Like Nauru, our natural resources are being used up. While Nauru was rich in phosphates, here, we have quarries that plunder stone resources incessantly and which are nearly never rehabilitated. Many operate illegally and enforcement is non-existent.

Our landscape, cultural heritage, natural beauty and charm are being ruined as the cementification of Malta goes on apace- Claire Bonello

Our other resources, the landscape, cultural heritage, natural beauty and charm, are being ruined as the cementification of Malta goes on apace.

The brochures and expensive media campaigns conducted by the tourism authorities are mostly made up of selective, edited snapshots of the still-beautiful corners dotted around the Maltese islands.

But beyond the frame there is a hot, ugly mess of chaos and construction.

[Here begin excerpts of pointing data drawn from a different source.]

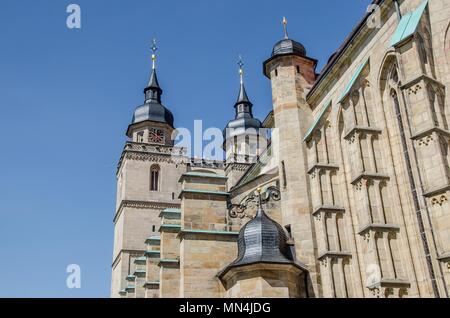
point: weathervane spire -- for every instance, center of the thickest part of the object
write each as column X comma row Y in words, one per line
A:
column 154, row 49
column 241, row 70
column 285, row 28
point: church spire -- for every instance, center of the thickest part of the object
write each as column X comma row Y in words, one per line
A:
column 153, row 92
column 285, row 28
column 242, row 97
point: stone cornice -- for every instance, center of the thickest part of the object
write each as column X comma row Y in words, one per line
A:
column 437, row 191
column 323, row 166
column 412, row 81
column 369, row 176
column 429, row 131
column 235, row 166
column 144, row 205
column 328, row 208
column 361, row 130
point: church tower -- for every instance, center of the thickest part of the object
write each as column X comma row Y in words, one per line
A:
column 244, row 136
column 147, row 183
column 292, row 74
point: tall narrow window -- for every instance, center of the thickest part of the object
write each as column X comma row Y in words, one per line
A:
column 140, row 137
column 154, row 178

Soon, even the idyllic spots will be engulfed in the crassness that characterises the rest of the island. Tourists will desert Malta then. I suspect that they are already making their choices now.

Clayton Bartolo, the tourism minister, has had to resort to paying tourists to come here. It seems that every time I come across media reports about him these days, he’s either inaugurating a car park or dishing out more vouchers to any type of tourist who would come to Malta.

Incidentally, there is nothing more off-putting than the scent of desperation, putting out that begging bowl for visitors, instead of having a country that visitors consider to be a worthy destination. 

Most of our ministers, wholly taken up with selfie opportunities and the obligatory posting of the same on social media, refuse to recognise the fact that the country should have diversified the type of industry or investment spheres it promotes.

They are in thrall to the construction industry, intent on quoting the fallacy that it is the motor of the economy, refusing to concede the fact that the latest statistics published by the National Audit Office have put paid to that particular fallacy.

The construction sector is more of a bit player than a colossus of industry. It is hugely subsidised by the government in a number of ways which look suspiciously like state aid.

And the oft-quoted “multiplier effect” is another fiction, regularly touted by those who sail on cheap labour of migrants and extravagant and discriminatory government largesse.

And so, as our ministers pose for selfies, cosy up to the development lobby, appoint more of their incompetent friends as persons of trust sucking off the public teat, we careen towards a fate similar to that of Narau, complete with the flirtation with money-laundering and selling passports with little oversight and the hyper- consumeristic culture.

It’s chilling to think that,  way back in 1974, Narau was second “best in the world” insofar as GDP was concerned.